THE IMPACT OF ECONOMIC FREEDOM ON MACROECONOMIC INDICATORS: THE CASE OF THE NEW FRAGILE FIVE
Keywords:
Economic Freedom Index, New Fragile Five, Panel Data Analysis, Macroeconomic Performance, Economic GrowthAbstract
This study examines the relationship between the Economic Freedom Index (EFI) and macroeconomic variables in the New Fragile Five countries, namely Turkey, Argentina, Pakistan, Qatar, and Egypt. Using panel data analysis covering the years 1999–2022, the impact of economic freedom on macroeconomic performance is evaluated. The analyzed variables include foreign direct investments (FDI), economic growth rates (GDP), inflation (INF), exports of goods and services (EGS), and gross fixed capital formation (GFC).
The results reveal that higher levels of economic freedom positively influence macroeconomic performance in the short and medium term. It was found that foreign direct investments and economic growth rates increase significantly in economies with greater economic freedom. Inflation levels are also impacted by economic freedom, supporting price stability. Furthermore, strong relationships between economic freedom and both gross fixed capital formation and export ratios were observed.
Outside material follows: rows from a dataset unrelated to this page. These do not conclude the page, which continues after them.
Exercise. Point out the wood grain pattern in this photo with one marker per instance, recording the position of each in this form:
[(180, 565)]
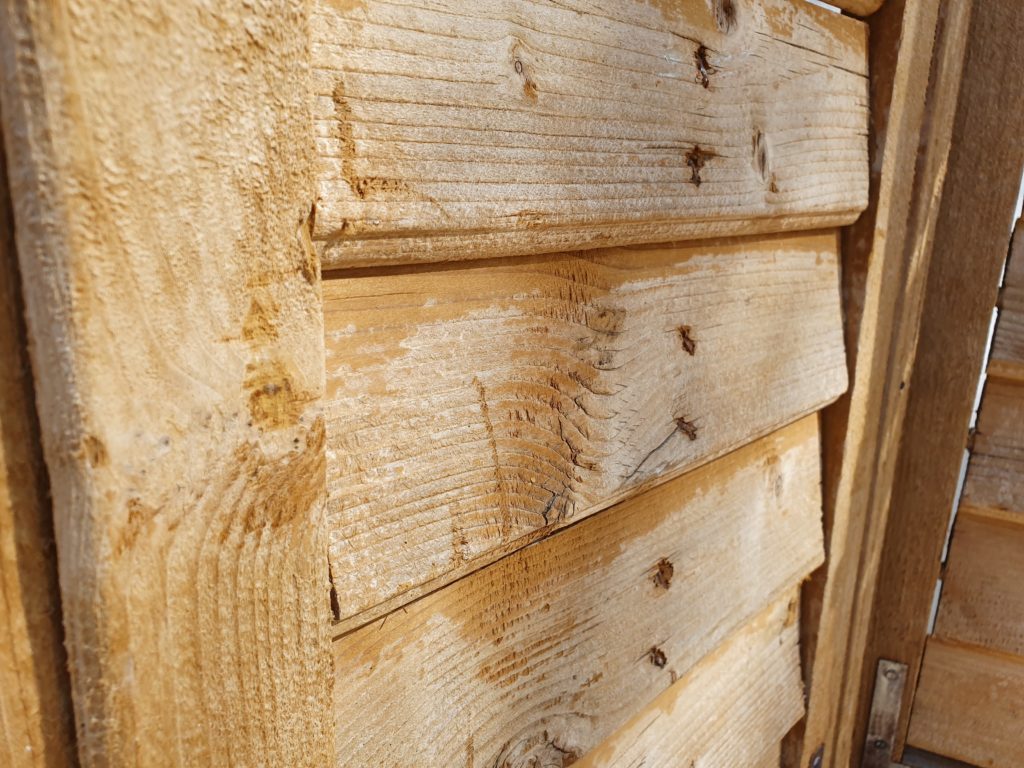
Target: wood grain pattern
[(742, 696), (975, 215), (475, 408), (1008, 346), (982, 600), (898, 475), (36, 726), (970, 705), (162, 181), (995, 475), (857, 7), (538, 657), (453, 130)]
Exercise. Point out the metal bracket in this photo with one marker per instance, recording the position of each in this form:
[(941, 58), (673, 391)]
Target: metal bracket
[(890, 679)]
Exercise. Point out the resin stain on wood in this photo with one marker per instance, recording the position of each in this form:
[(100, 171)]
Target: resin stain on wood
[(450, 130), (545, 653), (471, 409)]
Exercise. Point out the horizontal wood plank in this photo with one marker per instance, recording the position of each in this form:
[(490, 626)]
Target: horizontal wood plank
[(970, 705), (471, 409), (982, 600), (995, 475), (745, 694), (543, 654), (453, 130)]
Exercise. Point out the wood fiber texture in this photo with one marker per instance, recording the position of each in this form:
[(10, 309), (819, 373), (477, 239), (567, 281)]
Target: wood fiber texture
[(1008, 345), (475, 408), (982, 600), (451, 130), (969, 705), (995, 475), (162, 177), (744, 694), (36, 727), (538, 657)]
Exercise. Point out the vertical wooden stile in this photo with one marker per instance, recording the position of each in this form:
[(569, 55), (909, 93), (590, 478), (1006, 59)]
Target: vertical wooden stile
[(36, 727), (162, 184)]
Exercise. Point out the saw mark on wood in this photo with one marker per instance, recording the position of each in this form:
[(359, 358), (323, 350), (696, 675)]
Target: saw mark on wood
[(705, 69), (696, 159), (363, 186), (688, 428), (686, 339), (505, 523), (657, 657), (664, 572)]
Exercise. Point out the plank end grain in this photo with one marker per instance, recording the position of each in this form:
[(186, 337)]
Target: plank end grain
[(36, 721), (162, 177), (538, 657)]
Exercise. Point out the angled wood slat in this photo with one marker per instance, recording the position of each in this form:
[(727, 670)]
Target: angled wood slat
[(969, 705), (1008, 345), (473, 408), (995, 475), (744, 695), (538, 657), (982, 601), (453, 130)]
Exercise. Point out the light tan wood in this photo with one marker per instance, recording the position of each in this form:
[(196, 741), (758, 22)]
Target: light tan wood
[(885, 260), (857, 7), (36, 727), (544, 653), (743, 695), (1008, 345), (975, 215), (982, 600), (452, 130), (995, 475), (969, 705), (162, 182), (473, 409)]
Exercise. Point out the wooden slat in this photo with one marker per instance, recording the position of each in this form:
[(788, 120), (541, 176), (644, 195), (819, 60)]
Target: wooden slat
[(882, 285), (965, 186), (743, 695), (982, 600), (473, 408), (857, 7), (1008, 345), (161, 163), (970, 705), (36, 727), (452, 130), (543, 654), (995, 475)]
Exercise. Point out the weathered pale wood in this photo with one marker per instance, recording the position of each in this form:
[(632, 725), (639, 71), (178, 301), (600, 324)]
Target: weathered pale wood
[(975, 214), (743, 695), (982, 600), (1008, 346), (995, 475), (544, 653), (969, 705), (36, 727), (162, 180), (883, 270), (452, 130), (474, 408)]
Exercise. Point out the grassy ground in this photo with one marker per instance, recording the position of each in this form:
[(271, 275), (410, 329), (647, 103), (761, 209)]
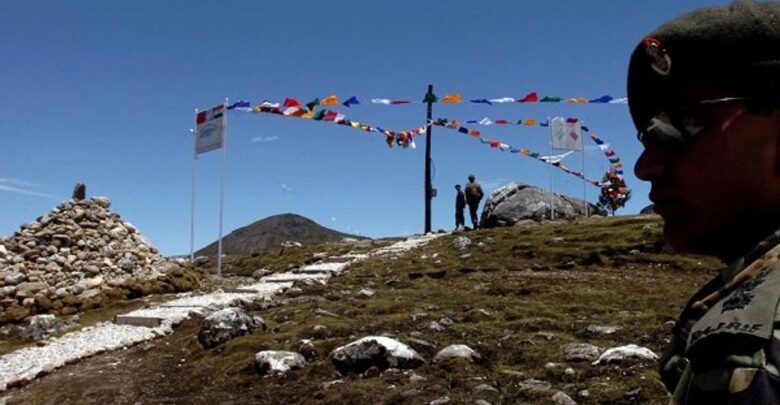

However, the study also found a weak link between economic freedom and long-term sustainable economic relationships, highlighting that short- and medium-term effects are more pronounced. The research emphasizes the capacity of economic freedom to enhance international trade and investment environments. The findings suggest that policies aimed at increasing economic freedom can support short-term economic performance, but structural reforms are essential for long-term benefits.